Sprains and Fractures of the ankle

Ankle Sprains

Ankle sprains are a common sports injury. The usual mechanism is inversion, or “turning your ankle over”. This can result in varying degree of tearing to the stabilizing ligaments on the side of your ankle. Treatment decisions are based on the severity of the injury and follow the basic principles of rest, ice, compression, and elevation (“RICE”). For most sprains, rehabilitation exercises, taping, or a compressive ankle brace are adequate.
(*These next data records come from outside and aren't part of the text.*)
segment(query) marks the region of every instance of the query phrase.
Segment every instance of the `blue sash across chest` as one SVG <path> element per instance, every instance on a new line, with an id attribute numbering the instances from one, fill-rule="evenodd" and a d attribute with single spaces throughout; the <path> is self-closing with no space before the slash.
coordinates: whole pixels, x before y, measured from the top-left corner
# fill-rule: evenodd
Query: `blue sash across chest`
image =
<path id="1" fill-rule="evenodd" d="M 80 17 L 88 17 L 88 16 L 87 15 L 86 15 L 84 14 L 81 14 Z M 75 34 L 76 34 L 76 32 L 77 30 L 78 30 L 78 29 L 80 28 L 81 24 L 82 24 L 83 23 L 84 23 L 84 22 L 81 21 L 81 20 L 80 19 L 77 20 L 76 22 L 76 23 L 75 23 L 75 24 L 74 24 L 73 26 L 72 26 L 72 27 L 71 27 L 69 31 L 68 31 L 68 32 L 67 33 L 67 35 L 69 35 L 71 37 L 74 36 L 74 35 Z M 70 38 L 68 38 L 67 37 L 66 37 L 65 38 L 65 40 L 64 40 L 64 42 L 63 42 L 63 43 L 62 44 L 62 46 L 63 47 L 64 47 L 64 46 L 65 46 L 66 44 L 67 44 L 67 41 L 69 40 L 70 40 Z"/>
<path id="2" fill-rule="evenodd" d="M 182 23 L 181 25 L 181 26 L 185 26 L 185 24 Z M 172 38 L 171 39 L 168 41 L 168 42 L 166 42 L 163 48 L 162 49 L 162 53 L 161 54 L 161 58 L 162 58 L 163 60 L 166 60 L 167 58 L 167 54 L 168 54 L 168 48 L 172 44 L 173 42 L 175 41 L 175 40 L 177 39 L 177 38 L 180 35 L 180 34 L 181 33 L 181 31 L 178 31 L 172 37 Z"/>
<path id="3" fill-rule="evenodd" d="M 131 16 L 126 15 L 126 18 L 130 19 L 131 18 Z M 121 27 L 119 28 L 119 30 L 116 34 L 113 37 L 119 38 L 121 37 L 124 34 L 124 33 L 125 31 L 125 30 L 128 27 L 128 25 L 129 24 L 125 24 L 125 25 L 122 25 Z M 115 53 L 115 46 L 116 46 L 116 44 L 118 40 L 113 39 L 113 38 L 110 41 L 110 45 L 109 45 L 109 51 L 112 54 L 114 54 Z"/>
More severe injuries may require casting or, rarely, surgical reconstruction of the ligaments.

Ankle Fractures

Fractures around the ankle in children will often involve the growth plate.  It is important to distinguish an “ankle sprain” from a true fracture of the growth plate.  This is not always easy to do.  All but the simplest if ankle sprains should have an x-ray to look for a fracture of the growth plate.  If the fracture involves either the growth  plate or the weight-bearing surface of the ankle, surgery is often required to protect from growth arrest and other problems.

pediatric ankle fracture

This is an xray of a fractured ankle in a child.  On the right side of the picture, the arrows indicate that the fracture has disrupted the growth plate of the distal fibula.  On the left side of the picture the arrows indicate where the fracture has displaced the lateral malleolus.  This type of fracture needs to be reduced (realigned) and the fixation should not cross the growth plate.

xray of the ankle after fixation  lateral xray of the ankle after fixation



These two xrays demonstrate how a screw has been used to fix the fracture of the distal growth plate of the tibia without crossing or violating the growth plate, which will decrease the chance of a growth arrest occurring.

xray of a healed ankle fracture after screw removal

After healing, the screw is removed and the ankle has resumed its normal growth.  The arrows indicate the presence of a Harris Growth Arrest Line, which is an xray finding that indicates that the bone stopped growing for a period of time, which is usually due to the trauma.  The fact that the growth arrest line is parallel to the growth plate indicates that the growth of the distal tibia has resumed normally.